Alteration of gut microbiota in chronic pancreatitis
Since there is fat maldigestion due to PEI in chronic pancreatitis, it is likely that there will be an alteration in the gut microbiota. We tested for this by metagenomic 16S rDNA V3-V4 region sequencing and observed that there was a significant reduction in the relative abundance of the species Fecalibacterium prausnitzii in patients with chronic pancreatitis who had diabetes compared to those who did not. This bacterium is known to maintain the gut barrier integrity, implying that its reduction could result in disrupted gut barrier. We also observed an increase in LPS synthetic pathways among the intestinal bacteria and a parallel increase in plasma endotoxin. This correlated positively with blood glucose and negatively with relative abundance of Fecalibacterium prasunitzii. Taken together, these findings led to the hypothesis that pancreatic exocrine insufficiency and fat malabsorption results in gut microbial imbalance (dysbiosis) in chronic pancreatitis, which results in gut barrier alteration and translocation of endotoxin into the circulation.
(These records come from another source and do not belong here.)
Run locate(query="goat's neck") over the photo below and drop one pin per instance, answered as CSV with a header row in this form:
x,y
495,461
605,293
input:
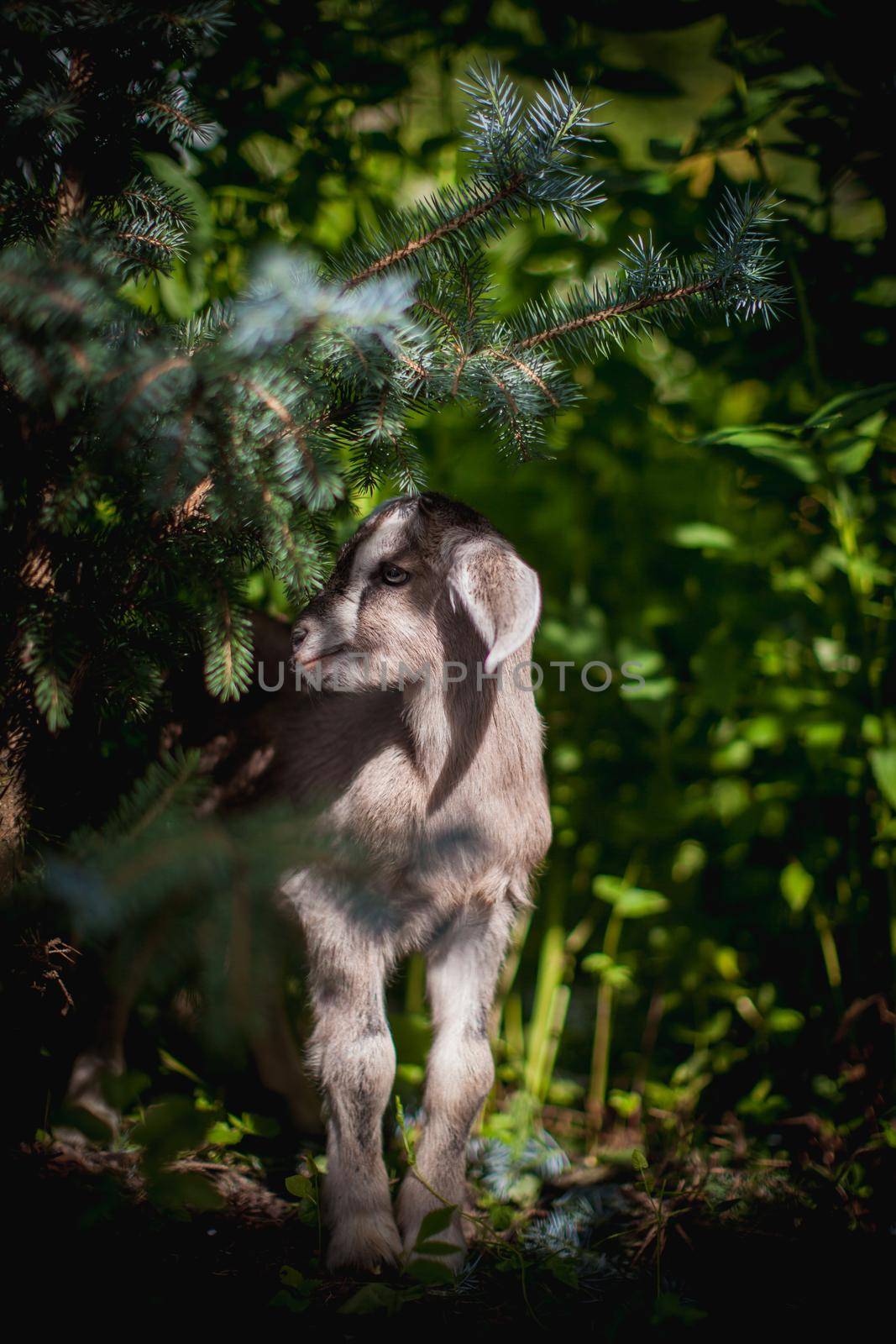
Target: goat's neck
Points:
x,y
452,726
The circulating endotoxin could then contribute to islet dysfunction, along with other possible mechanisms. It is known from earlier experimental studies that endotoxins could result in islet injury via TLR4. We also observed correlation of the relative abundance with several bacteria genera with nutritional parameters (Scientific Reports, 2017). The current attempt in the lab has been to elucidate the mechanistic insights of the above findings that would provide better understanding of the connection between pancreatitis and gut microbiome.